It was not immediately clear when he will submit his official letter of resignation to President Shimon Peres.

However, Olmert will remain the prime minister of a transition government until a successor assumes power either by forming a new coalition in the current Knesset or through new general elections.

There are many possible scenarios that could play out in coming months.

Israeli President Shimon Peres is likely to call on Foreign Minister Tzipi Livni, who won by a narrow margin to lead the ruling Kadima party last week, to form a coalition.

The Labor Party, the largest of Kadima's partners in government, could pull out of the coalition, which could force early elections or force the government to take on new coalition partners.

If elections are called, former prime minister and Labor leader Ehud Barak could vie for the top spot, but polls have shown he may not have enough support.

Some observers think former Prime Minister Benjamin Netanyahu, head of the opposition Likud Party, is also a potential candidate for the office.

Whoever succeeds Olmert as prime minister will be handed a set of daunting challenges, including determining the fate of Israel's talks with the Palestinians, its indirect talks with Syria and its tough talk on Iran's nuclear aspirations.

If Livni replaces Olmert, she will be the second woman in Israel's history to serve as Prime Minister.
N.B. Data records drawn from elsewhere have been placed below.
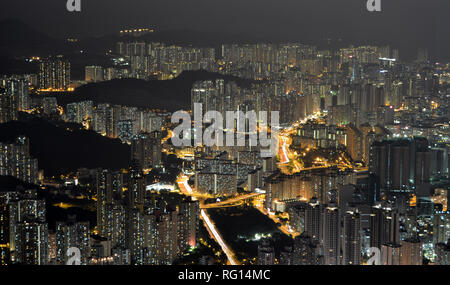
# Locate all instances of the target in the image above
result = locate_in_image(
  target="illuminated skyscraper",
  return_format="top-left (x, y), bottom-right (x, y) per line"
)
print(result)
top-left (39, 56), bottom-right (70, 90)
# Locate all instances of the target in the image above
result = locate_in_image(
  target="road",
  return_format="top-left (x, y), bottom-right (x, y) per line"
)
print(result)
top-left (201, 193), bottom-right (263, 209)
top-left (178, 176), bottom-right (239, 265)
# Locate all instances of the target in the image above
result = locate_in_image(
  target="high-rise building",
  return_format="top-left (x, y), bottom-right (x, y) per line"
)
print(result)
top-left (400, 239), bottom-right (423, 265)
top-left (321, 204), bottom-right (341, 265)
top-left (131, 131), bottom-right (162, 169)
top-left (39, 56), bottom-right (70, 91)
top-left (84, 65), bottom-right (104, 82)
top-left (0, 137), bottom-right (39, 184)
top-left (435, 239), bottom-right (450, 265)
top-left (8, 191), bottom-right (48, 265)
top-left (370, 138), bottom-right (430, 194)
top-left (0, 86), bottom-right (18, 124)
top-left (342, 208), bottom-right (362, 265)
top-left (257, 240), bottom-right (275, 265)
top-left (370, 204), bottom-right (400, 249)
top-left (56, 217), bottom-right (91, 265)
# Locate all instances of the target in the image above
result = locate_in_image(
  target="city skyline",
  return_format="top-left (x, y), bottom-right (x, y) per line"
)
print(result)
top-left (0, 0), bottom-right (450, 270)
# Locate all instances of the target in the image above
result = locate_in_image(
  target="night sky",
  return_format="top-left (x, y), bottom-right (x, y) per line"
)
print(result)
top-left (0, 0), bottom-right (450, 60)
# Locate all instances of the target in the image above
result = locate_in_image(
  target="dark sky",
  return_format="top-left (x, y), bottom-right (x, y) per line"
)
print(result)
top-left (0, 0), bottom-right (450, 59)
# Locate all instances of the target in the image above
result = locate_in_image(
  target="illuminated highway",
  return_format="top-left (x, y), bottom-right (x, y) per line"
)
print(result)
top-left (201, 193), bottom-right (263, 209)
top-left (178, 176), bottom-right (239, 265)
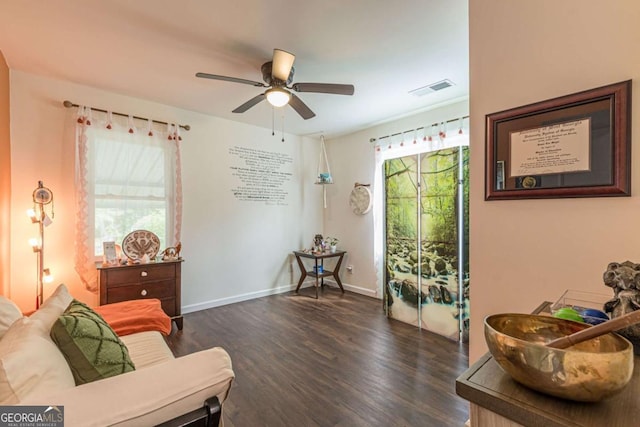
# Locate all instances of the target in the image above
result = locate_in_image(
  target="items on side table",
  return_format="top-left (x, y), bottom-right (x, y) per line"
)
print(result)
top-left (293, 251), bottom-right (347, 299)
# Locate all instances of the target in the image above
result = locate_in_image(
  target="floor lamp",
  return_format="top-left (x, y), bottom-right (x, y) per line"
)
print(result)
top-left (27, 181), bottom-right (54, 310)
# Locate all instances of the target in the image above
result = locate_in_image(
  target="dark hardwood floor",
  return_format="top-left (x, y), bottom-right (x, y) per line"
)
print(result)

Golda Meir served from 1969 to 1974.

Livni, a 50-year-old who entered the Knesset less than 10 years ago, owes her victory to her reputation for clean hands in a party that lost Olmert to allegations of graft.

She told reporters on Thursday that she intends "to bring together Kadima factions and to go on this new path together."

Livni is the chief Israeli negotiator with the Palestinian Authority as the two sides work toward a peace deal. She also refuses to be tied to the Bush administration's vision of a peace deal by the end of this year.

Meanwhile, police have recommended that Olmert be indicted on corruption charges.

Israeli authorities say Olmert, while serving as Jerusalem mayor and a government minister, asked various public organizations to cover the same expenses and pocketed the extra money.

In May, an American businessman testified that he gave cash-filled envelopes to Olmert, who denies any wrongdoing.

Olmert was Jerusalem's mayor from 1993 to 2003 and served in several cabinet posts from 2003 to 2006. He took over as prime minister after a 2006 stroke left then-premier Ariel Sharon in a coma from which he has never recovered.